Opinião
A Áustria e o choque vitamínico europeu
Pôr a questão comunitária no coração dos cidadãos é um objectivo tão difícil, quão magnânimo, absolutamente digno do 250º aniversário do nascimento de Mozart que se comemora este ano.
Após o conturbado final da presidência inglesa que conseguiu, apesar de tudo, fechar as perspectivas financeiras, Tony Blair está em apuros no plano interno por causa da cedência no cheque britânico.
Isto demonstra que é muito difícil conciliar os interesses da União com os interesses do país que exerce a presidência.
Neste semestre, a prova de fogo cabe à Áustria, que tem à cabeça o ainda Chanceler Wolfgang Schüssel, protagonista, ele próprio, há seis anos, justamente durante a presidência portuguesa, de um ostracismo sem precedentes que durou seis longos meses . Tudo por causa da aliança governativa com o populista de extrema-direita Yörg Haider, que implicou sanções bilaterais pelos então outros catorze Estados-membros da União.
Schüssel não esqueceu a humilhação e quer reabilitar a sua imagem, sobretudo quando uma sondagem para as próximas eleições de Outono, os Socialistas aparecem como favoritos.
Por isso, o Chanceler austríaco não pode dar grandes guinadas em termos europeus que potenciem mais descontentamentos nos seus concidadãos, sob pena de um fim anunciado na sua carreira política. Sobretudo, quando dois terços dos austríacos consideram, neste momento, negativa a adesão à União Europeia.

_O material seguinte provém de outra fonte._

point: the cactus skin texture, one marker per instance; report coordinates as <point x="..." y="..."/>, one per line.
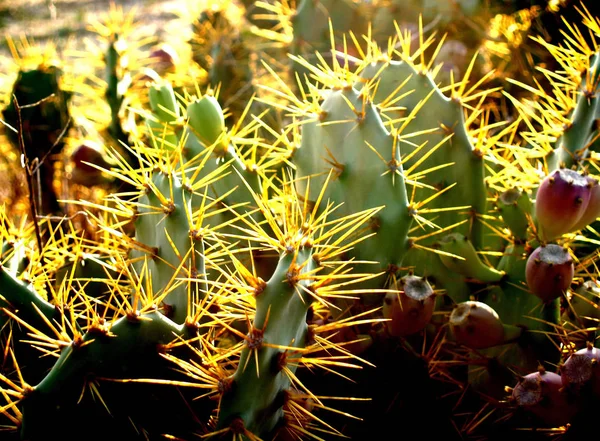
<point x="409" y="226"/>
<point x="45" y="120"/>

Assim, os objectivos desta presidência são particularmente poéticos como o «dar uma dose de vitaminas à Europa» ou «salvá-la em Viena».
A crise de identidade dos europeus é preocupante e, assim, o grande objectivo é aproximá-los de novo da Europa e restituir-lhes a confiança no projecto comunitário. Tarefa magna para seis meses apenas, convenha-se!
Contudo, os austríacos são conhecidos como um povo de grandes diplomatas e nesta perspectiva, vão usar a sua zona de conforto, ou seja, a mediação com o mundo muçulmano, com os novos Estados-membros e os países candidatos com que detêm relações privilegiadas.
Pretendem, mesmo, nesta matéria, tornar-se o país líder na Europa Central e de Sudoeste.
É certo que a Áustria na última presidência inglesa quase impediu a abertura de negociações com a Turquia, tendo conseguido como moeda de troca impor o reconhecimento da Croácia como país candidato à adesão. Contudo, as relações privilegiadas com os Balcãs e o mundo muçulmano faz com que os 200.000 turcos que vivem na Áustria estejam bem integrados e o Islão seja uma religião oficialmente reconhecida desde 1912.
É evidente que também existem objectivos económicos. Seria impossível de outro modo, dado que a Europa nasceu deles e com eles, os quais se encontram numa crise sem precedentes.
Nesta máteria Schüssel propõe aos seus parceiros que invistam, pelo menos cinco por centro do seu produto interno bruto em políticas de investigação que favoreçam o crescimento e o emprego.
A controversa directiva Bolkenstein é retomada com nuances ao propor-se evitar o dumping social, sem querer fazer «renascer o monstro de Frankestein».
Outra prioridade desta presidência é a questão institucional, intimamente ligada ao destino do Tratado Constitucional. Já se percebeu que uma Europa alargada tem que reformar o seu sistema de funcionamento e de deliberação sob pena de paralisia.
Até para se poderem relançar outras políticas de segurança e defesa, de combate ao terrorismo e ao crime organizado, sempre presente, qual espada de Demócles, nos Estados da União.
Porém, desafios maiores como a Europa face à mundialização, ou, mais internamente, como emagrecer um orçamento comunitário obeso de Política Agrícola Comum, são discussões que têm que passar pela resolução da questão institucional, e fundamentalmente pela participação dos cidadãos europeus.
Pôr a questão comunitária no coração dos cidadãos é um objectivo tão difícil, quão magnânimo, absolutamente digno do 250º aniversário do nascimento de Mozart que se comemora este ano.
Contudo, uma bela sinfonia carece sempre de um bom maestro. Votos para que o espírito de tantos génios e melómanos inspirem, a bem do projecto europeu, todos os desideratos desta presidência austríaca.